Jan. 28, 1988: A notorious date

By 
  • January 25, 2008

It’s not a date we see marked on our calendars. There are no pink, blue, red or white ribbon campaigns lavishly publicized by daily newspapers and TV newscasts. No memorials on Parliament Hill in Ottawa either. Yet Jan. 28, 1988, should live on in Canadian history as a day of tragic infamy.

This was the day the Supreme Court of Canada ruled that the Criminal Code provisions restricting abortion were unconstitutional. Dr. Henry Morgentaler, a Montreal physician, was victorious in the courts at ensuring that Canada would have absolutely no legal restrictions on abortion, giving Canada the most radical pro-abortion regime in the Western world.

Since then, there has been the occasional attempt to redress this sad situation, notably the effort by Brian Mulroney’s Conservative government to create some modest restrictions. These were impaled by the Senate. After that fiasco, no mainstream political party would touch the issue. Aside from a small band of stalwart politicians, Canada’s political class — abetted by the chattering classes of journalists, academics and public intellectuals — has largely decided that the issue is settled. It is now conventional wisdom that it is impossible to touch Canada’s abortion laws because there are no votes to be gained there.

Worse, the Morgentaler decision opened the door to ever more aggressive attacks on the principle that all human life is sacred. Public acceptance of euthanasia and doctor-assisted suicide is like a virulent virus. And  destroying human embryos for scientific experimentation, or even cloning human beings, hardly registers on the public opinion shock-o-meter.

Despite the uphill battle, however, those advocating the cause of the unborn continue the struggle. In fact, recent medical discoveries are helping the cause in that they often reveal in undebatable terms that life in the human womb is nothing if it isn’t a person, or that there are ethical ways to work with stem cells without destroying embryos. While progress on the public opinion front is hard to chart, there are occasional signs of cracks in the once impregnable pro-abortion fortress.

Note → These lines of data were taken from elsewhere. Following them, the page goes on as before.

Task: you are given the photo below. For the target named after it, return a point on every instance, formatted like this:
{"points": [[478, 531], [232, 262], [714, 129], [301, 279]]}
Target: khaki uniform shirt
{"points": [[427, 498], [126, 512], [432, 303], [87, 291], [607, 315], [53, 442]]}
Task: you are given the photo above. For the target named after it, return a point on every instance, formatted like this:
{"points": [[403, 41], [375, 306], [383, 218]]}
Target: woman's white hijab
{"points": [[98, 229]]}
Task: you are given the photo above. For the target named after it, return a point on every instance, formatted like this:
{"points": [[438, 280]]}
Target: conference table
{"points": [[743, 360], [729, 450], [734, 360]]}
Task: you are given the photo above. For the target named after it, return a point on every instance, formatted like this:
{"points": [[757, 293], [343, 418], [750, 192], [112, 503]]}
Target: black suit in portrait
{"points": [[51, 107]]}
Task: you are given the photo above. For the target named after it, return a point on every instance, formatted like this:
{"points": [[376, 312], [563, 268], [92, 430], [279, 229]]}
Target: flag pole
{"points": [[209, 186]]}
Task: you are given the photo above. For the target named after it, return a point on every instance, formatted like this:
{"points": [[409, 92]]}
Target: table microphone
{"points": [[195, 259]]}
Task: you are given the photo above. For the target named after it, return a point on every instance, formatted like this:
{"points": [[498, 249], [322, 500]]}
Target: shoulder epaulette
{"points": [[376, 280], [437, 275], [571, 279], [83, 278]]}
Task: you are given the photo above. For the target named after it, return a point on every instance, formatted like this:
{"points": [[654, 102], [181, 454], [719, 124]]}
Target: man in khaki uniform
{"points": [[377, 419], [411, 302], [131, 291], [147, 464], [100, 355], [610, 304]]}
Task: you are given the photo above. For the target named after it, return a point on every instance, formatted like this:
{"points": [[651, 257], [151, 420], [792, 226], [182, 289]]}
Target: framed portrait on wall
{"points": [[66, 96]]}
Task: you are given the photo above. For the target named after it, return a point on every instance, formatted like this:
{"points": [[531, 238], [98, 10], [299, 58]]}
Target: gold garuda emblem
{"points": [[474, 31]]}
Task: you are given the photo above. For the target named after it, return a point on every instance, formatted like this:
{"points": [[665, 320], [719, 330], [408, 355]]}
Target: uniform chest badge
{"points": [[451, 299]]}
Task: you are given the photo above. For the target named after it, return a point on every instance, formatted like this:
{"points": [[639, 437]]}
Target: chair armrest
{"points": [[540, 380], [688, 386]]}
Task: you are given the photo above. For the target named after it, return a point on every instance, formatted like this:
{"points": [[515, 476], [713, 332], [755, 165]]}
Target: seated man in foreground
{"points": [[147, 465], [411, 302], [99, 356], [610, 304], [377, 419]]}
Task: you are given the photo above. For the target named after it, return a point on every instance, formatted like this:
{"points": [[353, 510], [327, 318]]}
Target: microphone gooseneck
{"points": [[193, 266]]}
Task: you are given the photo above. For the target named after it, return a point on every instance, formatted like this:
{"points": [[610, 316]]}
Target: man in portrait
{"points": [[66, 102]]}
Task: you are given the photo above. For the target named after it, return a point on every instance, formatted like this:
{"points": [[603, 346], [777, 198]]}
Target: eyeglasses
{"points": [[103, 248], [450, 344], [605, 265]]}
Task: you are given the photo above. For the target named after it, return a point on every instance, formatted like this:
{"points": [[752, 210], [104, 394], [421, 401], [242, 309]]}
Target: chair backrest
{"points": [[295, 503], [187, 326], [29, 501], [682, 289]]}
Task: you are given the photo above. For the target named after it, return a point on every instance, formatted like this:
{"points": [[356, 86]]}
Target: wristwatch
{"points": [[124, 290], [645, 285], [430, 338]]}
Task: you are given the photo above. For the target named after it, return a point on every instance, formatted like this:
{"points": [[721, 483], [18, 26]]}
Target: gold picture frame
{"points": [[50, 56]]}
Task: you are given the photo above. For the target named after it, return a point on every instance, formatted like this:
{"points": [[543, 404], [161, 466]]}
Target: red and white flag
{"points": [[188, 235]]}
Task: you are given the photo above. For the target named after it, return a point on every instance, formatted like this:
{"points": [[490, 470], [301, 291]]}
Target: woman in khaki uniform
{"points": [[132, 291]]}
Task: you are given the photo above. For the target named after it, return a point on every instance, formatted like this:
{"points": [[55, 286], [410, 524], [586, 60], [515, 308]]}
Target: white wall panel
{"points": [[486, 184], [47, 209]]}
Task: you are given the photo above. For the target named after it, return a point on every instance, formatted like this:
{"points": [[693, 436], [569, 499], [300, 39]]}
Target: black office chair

In recent years, annual polls reveal that the so-called consensus on abortion is not nearly as ironclad as it is portrayed. Consistently, a significant minority resides on the edges of both sides of the spectrum, while a large plurality of Canadians in the middle are uneasy with the 100,000 or so abortions performed each year and would willingly accept some legal restrictions on when and how abortions can be performed.

Ultimately, Christians know that God doesn’t promise success to us just because our cause is right or because we pray and work hard. Yet we carry on in our belief that all human life was created by God in His own image and deserves the best protection society can provide. We carry on in Christian hope that, in the end, justice will be done.